Extremadura cuenta con una idiosincrasia específica muy distinta a la de otras regiones españolas. Si hay algo que nos distingue es la despoblación y la dispersión geográfica. Un colegio de un pueblo pequeño del Jerte o de las Hurdes, con menos de cien alumnos, no tiene nada que ver con otro de una gran ciudad como Cáceres o Badajoz donde se supera el millar.

Ha quedado demostrada la eficacia de la mascarilla, sobre la que habrá que insistir en todo momento mientras esto dure, así como el lavado constante de manos varias veces al día. Esas pautas, más todas aquellas que insisten en la higiene para prevenir el contagio, me temo que pasarán a formar parte de nuestro día a día hasta que llegue la ansiada vacuna. Lo mismo que las entradas escalonadas, el uso del termómetro, la suspensión de las actividades que conlleven contacto físico o la limpieza y desinfección de las estancias cuando sean distintos los grupos de escolares las que las utilicen.
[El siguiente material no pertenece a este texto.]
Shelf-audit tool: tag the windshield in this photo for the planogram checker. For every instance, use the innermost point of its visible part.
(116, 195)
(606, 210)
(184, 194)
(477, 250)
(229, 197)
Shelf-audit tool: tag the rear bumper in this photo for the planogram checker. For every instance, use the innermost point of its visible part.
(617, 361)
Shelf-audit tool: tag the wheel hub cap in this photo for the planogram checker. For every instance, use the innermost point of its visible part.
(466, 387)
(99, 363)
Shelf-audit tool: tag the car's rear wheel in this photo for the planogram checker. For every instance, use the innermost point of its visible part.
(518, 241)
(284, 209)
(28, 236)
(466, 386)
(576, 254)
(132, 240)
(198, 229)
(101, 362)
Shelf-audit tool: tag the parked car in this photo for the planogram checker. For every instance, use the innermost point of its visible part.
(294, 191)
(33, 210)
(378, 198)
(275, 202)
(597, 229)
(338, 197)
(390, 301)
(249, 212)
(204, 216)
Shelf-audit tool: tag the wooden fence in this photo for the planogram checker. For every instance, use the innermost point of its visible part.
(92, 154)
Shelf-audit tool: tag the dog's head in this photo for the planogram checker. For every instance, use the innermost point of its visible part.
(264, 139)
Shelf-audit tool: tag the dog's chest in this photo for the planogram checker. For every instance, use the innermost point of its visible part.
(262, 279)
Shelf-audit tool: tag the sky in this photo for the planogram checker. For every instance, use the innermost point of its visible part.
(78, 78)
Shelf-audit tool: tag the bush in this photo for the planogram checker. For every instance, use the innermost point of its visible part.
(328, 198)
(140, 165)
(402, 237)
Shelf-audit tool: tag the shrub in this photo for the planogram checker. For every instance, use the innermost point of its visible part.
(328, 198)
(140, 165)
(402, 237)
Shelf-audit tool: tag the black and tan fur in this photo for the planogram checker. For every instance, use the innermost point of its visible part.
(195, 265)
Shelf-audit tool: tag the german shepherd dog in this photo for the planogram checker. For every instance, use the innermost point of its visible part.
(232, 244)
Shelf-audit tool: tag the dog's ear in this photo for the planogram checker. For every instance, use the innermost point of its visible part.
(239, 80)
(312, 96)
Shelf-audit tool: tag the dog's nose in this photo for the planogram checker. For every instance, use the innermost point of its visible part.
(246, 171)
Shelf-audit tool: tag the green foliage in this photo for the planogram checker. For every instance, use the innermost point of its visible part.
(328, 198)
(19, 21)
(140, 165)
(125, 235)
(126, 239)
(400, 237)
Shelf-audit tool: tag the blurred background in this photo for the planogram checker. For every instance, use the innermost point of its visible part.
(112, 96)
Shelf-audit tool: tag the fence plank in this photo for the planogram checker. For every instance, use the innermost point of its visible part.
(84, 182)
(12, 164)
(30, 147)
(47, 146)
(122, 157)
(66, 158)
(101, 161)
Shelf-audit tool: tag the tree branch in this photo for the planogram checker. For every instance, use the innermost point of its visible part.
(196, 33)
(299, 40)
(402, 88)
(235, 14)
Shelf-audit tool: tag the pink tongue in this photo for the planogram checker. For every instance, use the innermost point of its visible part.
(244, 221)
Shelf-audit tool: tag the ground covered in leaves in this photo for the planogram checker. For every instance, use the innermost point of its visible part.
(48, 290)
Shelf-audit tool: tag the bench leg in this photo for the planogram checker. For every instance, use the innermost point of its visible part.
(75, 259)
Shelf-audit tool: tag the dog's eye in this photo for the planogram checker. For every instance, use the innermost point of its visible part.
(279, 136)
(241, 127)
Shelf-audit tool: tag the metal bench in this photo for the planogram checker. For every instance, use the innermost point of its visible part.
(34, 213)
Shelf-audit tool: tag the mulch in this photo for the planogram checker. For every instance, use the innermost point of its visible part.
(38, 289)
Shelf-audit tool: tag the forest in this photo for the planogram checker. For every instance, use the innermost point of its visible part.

Ningún sitio está exento de que entre el bicho y contagie a sus moradores, ni un geriátrico ni una empresa como ha quedado demostrado ni, a partir de ahora, una escuela o un instituto. Habrá que convivir con ello en este tiempo de males que nos ha caído y estar ojo avizor para actuar con extrema celeridad en cuanto se detecte el más mínimo caso. Para ir para atrás y volver a la educación telemática u ‘online’ siempre habrá tiempo, pero será una circunstancia general , no solo del ámbito exclusivo de la educación.